Alex by Pierre Lemaitre

Posted May 26, 2013 by Michael @ Knowledge Lost in Thriller / 0 Comments

Alex by Pierre LemaitreTitle: Alex (Goodreads)
Author: Pierre Lemaitre
Translator: Frank Wynne
Series: Verhoeven Trilogy #2
Published: MacLehose Press, 2011
Pages: 368
Genres: Thriller
My Copy: Personal Copy

Buy: AmazonBook Depository
(or visit your local Indie bookstore)

When someone is kidnapped, the first few hours are critical; the chances of finding the victim alive drastically decrease after that. The beautiful and tough Alex Prévost is no ordinary victim but can she escape? Her time is running out. Commandant Camille Verhoeven has nothing to go on, no suspects, no leads and no hope. All they know is the girl was snatched off the streets of Paris and shoved into a van. The mystery of the fate of Alex will keep Verhoeven guessing until the bitter end.

This is the second book in the Verhoeven trilogy but the only one that has been translated into English so far. While it is very much a standalone novel, I got a feeling that some critical information about Commandant Camille Verhoeven was missing in the development of this character. This could be the simple fact that this is the standard and over done thriller formula. I picked up this book because I’ve heard it being compared to Gone Girl a few times and thought it was a good excuse to read some translated crime.

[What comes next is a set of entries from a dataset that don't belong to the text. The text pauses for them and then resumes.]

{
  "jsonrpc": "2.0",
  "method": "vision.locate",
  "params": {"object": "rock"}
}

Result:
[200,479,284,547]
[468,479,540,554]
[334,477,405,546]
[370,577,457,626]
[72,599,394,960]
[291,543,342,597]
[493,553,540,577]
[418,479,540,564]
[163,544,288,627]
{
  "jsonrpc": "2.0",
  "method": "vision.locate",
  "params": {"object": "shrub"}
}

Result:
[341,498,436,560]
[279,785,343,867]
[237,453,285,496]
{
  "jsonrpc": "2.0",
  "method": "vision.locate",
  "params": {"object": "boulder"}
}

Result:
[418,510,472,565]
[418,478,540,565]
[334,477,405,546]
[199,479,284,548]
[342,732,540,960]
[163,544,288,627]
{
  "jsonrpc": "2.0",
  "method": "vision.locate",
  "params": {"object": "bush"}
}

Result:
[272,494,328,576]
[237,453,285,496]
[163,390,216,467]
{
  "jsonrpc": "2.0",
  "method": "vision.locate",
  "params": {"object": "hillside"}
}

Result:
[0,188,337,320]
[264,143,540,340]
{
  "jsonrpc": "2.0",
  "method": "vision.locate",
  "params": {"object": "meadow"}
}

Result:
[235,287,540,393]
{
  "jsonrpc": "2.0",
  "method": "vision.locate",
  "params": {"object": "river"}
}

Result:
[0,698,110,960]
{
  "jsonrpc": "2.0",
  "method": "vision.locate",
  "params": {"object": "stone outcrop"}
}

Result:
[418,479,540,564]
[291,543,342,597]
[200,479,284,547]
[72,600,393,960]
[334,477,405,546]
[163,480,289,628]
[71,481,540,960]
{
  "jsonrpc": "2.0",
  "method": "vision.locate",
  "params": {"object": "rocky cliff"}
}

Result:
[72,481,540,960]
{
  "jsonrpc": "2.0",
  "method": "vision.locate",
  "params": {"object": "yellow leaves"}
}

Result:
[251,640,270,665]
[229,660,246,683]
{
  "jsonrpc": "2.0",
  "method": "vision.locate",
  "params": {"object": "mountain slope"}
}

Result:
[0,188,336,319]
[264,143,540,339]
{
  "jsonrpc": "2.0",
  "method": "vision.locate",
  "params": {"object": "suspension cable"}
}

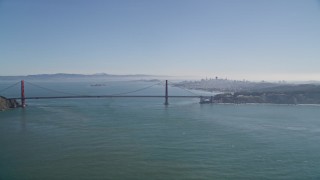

Alex does have an unreliable victim, like Gone Girl but comparing this book to that one is a big stretch. The whole style and feel to Alex was nothing like the psychological thriller that is Gone Girl. This novel does try to be psychological but comparing the two is pointless, this novel takes a whole different route and the only real similarities are the genre and the unreliable victim. I tend to think marketing people look for connections between books as a way to promote books and this can be destructive.

Alex is a thriller told from a third person narrative that follows both the victim, Alex and Commandant Camille Verhoeven as he tries to piece together this enigma of a case. While this tends to work well in exploring the two sides of this case as victim and investigator, I sometimes wished I could get into the mindset of both characters. Without spoiling any of this novel, there are parts of the book that could have been interesting to explore the psychology of the characters. I think Alex was a complex character that could have been used better within the book to improve both plot and the overall novel.

Now, there are so many plot holes within this novel that really got to me, from the very first few chapters I got that feeling everyone was attractive, despite their age. It seems like Pierre Lemaitre knew of no other way to describe someone. I don’t want to spoil anything for people that want to read this book so I won’t mention the biggest plot hole I found (if you have read this book I’d love to discuss it with you). There is also a lot of repetitiveness within this novel, I don’t know how many times Lamaitre can mention she wasn’t average and when she was a teen Alex blossomed into a bombshell with large breasts but it was too many. Then you mix the generic thriller formula to the mix and you are left with a novel that could have done great things but took the safe road.

I think the unreliable victim narrative could have been executed a whole lot better and we could have had a decent novel with twists and turns. I’m a little disappointed that the author decided to play it safe and go with the cliché plot that is known to sell books. Books like Gone Girl that take risks and surprise the reader are the ones that are remembered and respected by readers. Sure sometimes we want something that we know will be enjoyable and doesn’t require much effort for a cosy winter (or summer read) but when you set up a book like Pierre Lemaitre did in Alex and chose not to take full advantage of the situation I feel let down and disappointed.